What consolation of philosphy?
“Critchley leafs through the pages of his register and concludes, as did Montaigne, that the consolation of philosophy is ‘the stillness of the soul’s dialogue with itself. … It is the achievment of a calm that accompanies existing in the present without forethought or regret. I know of no other immortality.’ … Nor do I.”
-Lewis H. Lapham, writing on Simon Critchley’s The Book of Dead Philosophers in Harper’s, May 2009.
“Cioran’s quarrel with Christianity is not that it is false but that it attempts to cancel the fear of death by the ‘abstract construct’ of salvation. … Still, he admired Christian religion for at least recognizing the abyss. Much worse is philosophy, which is, he wrote, ‘the art of masking inner torment.’ Death is particular to each of us, and the philosophers are wrong when they think that anyone can teach someone else how to die.”
-Joseph Bottum, writing on E.M. Cioran in First Things, May 2009.
I don’t want to get anyone down, but I’ve been thinking about death. And also thinking about thinking about death. I don’t have much to offer here. Just that in ripping these two quotes way out of context, I think we’ve got one possible prescriptive definition of philosophy (and maybe art, too) in the first and a nice descriptive definition in the second. In other words, the first quote explains pretty well what I’m looking for I spend so much of my time reading philosophy and theology and history, and the second quote explains what I suspect I’m finding.

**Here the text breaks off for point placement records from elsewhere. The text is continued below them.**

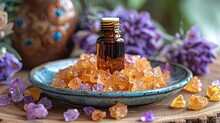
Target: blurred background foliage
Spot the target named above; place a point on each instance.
(167, 13)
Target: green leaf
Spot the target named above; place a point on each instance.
(11, 50)
(136, 4)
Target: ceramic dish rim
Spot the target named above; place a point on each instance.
(165, 89)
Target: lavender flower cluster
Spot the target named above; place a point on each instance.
(9, 65)
(140, 33)
(196, 53)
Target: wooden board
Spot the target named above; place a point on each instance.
(162, 110)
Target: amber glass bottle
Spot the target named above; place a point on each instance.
(110, 46)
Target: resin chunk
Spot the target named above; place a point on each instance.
(118, 111)
(178, 102)
(197, 102)
(211, 90)
(194, 85)
(32, 91)
(215, 96)
(98, 115)
(75, 83)
(137, 75)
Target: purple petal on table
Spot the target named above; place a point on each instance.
(148, 116)
(88, 110)
(192, 34)
(17, 84)
(4, 100)
(46, 102)
(98, 87)
(84, 87)
(36, 111)
(17, 95)
(71, 115)
(216, 82)
(28, 99)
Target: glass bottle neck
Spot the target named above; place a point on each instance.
(110, 33)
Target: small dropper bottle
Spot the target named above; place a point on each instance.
(110, 46)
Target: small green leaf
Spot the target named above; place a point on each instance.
(136, 4)
(11, 50)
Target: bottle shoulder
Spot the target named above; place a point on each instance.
(110, 40)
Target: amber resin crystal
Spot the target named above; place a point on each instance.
(197, 102)
(137, 75)
(178, 102)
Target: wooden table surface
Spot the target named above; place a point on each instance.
(162, 110)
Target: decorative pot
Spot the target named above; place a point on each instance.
(42, 30)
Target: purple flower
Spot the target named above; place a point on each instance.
(28, 99)
(196, 53)
(88, 110)
(17, 84)
(71, 115)
(139, 32)
(98, 87)
(9, 65)
(46, 102)
(84, 87)
(36, 111)
(216, 82)
(131, 58)
(4, 100)
(148, 116)
(17, 95)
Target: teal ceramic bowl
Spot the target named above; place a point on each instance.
(41, 77)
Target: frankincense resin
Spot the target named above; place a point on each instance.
(137, 75)
(178, 102)
(197, 102)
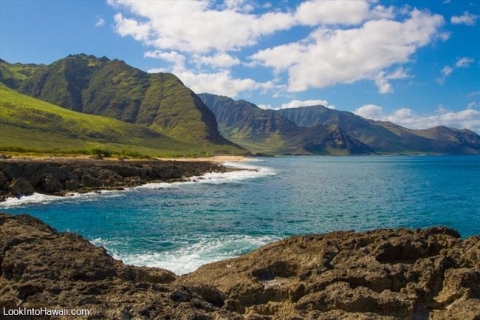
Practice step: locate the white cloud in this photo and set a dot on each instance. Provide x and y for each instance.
(446, 71)
(202, 26)
(330, 56)
(349, 41)
(221, 60)
(221, 83)
(306, 103)
(466, 18)
(370, 111)
(100, 22)
(464, 119)
(464, 62)
(174, 57)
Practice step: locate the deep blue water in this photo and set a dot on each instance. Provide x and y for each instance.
(183, 225)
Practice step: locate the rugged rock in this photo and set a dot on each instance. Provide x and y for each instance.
(57, 177)
(41, 268)
(381, 274)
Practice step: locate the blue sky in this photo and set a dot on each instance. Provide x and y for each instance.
(415, 63)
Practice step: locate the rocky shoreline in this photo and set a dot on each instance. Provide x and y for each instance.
(380, 274)
(61, 177)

I’m pretty happy right now, thoughts-about-death and everything. I ate a great burrito and drove along a country rode with the windows down. But I’m not sure how to blog about this without sounding like an a gibbering fool. I hope I haven’t wasted too much of your time on this.
Discussion question: how do you feel about lives spent in the pursuit of philosophy? Worthwhile? Solipsistic? A right way to do it and a wrong way to do it?